2008, Westfield shopping centre, Shepherds Bush, London, 150,000 sq m, opened.

2008, Liverpool 1 shopping centre, 130,000 sq m, opened.

11/12/2008, Bernard Madoff was arrested in the US on charges of running a huge Ponzi scheme.

13/10/2008, The UK Government bailed out the Royal Bank of Scotland, Lloyds TSB and HBOS, using billions of pounds of taxpayers’ money.

1/10/2008, The French power company EdF acquired British Energy plc, which operated 8 of Britain’s 10 nuclear power stations.

15/9/2008, As the global Credit Crunch took hold, Lehman Brothers, the 4th largest US investment bank, collapsed.

14/7 2008, In the midst of the Credit Crunch, the Spanish bank Santander bought the troubled UK bank Alliance and Leicester.

14/3/2008, In the midst of the Credit Crunch, investment bank Bear Sterns was bought by rival JP Morgan for US$ 236 million (UK£ 155 million).

22/2/2008, The Northern Rock Building Society had to be taken into State control due to the subprime mortgage lending crisis.

18/2/2008, The UK Parliament passed an emergency Bill allowing the nationalisation of Northern Rock.

13/9/2007, In the UK, Northern Rock bank sought emergency funds from the Bank of England due to liquidity problems, precipitating a run on the bank.

9/8/2007, The French bank, Paribas, halted withdrawals from three of its funds due to ‘complete evaporation of liquidity. The Credit Crunch had begun.

20/10/2006, Corus announced that it had accepted a £4.3 billion offer from Tata Steel.

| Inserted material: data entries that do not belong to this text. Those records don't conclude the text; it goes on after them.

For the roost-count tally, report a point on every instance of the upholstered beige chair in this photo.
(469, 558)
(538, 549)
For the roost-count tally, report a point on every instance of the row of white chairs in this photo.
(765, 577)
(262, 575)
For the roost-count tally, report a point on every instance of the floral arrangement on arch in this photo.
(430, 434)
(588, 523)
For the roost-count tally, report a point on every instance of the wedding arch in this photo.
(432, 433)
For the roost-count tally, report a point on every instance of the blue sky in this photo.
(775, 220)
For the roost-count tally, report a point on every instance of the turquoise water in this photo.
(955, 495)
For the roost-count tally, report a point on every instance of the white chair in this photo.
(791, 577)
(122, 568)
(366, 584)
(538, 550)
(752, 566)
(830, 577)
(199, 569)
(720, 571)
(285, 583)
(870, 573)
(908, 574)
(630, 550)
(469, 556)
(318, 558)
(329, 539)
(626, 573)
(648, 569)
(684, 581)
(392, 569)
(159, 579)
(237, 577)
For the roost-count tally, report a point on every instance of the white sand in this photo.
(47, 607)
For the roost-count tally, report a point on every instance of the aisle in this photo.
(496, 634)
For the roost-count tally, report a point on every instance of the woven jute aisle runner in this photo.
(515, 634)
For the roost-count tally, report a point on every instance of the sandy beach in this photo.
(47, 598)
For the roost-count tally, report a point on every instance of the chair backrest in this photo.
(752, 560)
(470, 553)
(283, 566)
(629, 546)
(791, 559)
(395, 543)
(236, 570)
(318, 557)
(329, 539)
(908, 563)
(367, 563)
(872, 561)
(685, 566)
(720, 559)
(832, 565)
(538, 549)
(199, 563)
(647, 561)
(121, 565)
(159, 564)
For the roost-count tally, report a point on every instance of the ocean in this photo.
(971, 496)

5/2006, The verdicts came in from the Enron trial (see 2/12/2001). Mr Lay, a chief executive of the company, was found guilty on all charges against him, including conspiracy, false statements, securities fraud and bank fraud. Lay died before sentencing whilst on holiday in Aspen. Mr Skilling was found guilty on 18 out of 21 charges, and was sentenced to 24 years 4 months in prison and ordered to repay US$ 26 million; he appealed.

19/8/2004, Google was listed as a private company.

14/11/2002, Argentina defaulted on a US$ 805 million payment due to the World Bank.

2/12/2001, In the US, Enron, a Houston-based energy-trading conglomerate, filed for Chapter 11 bankruptcy after a planned buy-out by Dynergy fell through.  This was the largest bankruptcy in the US to date; Enron had debts in excess of US$ 40 billion. See 8/11/2001.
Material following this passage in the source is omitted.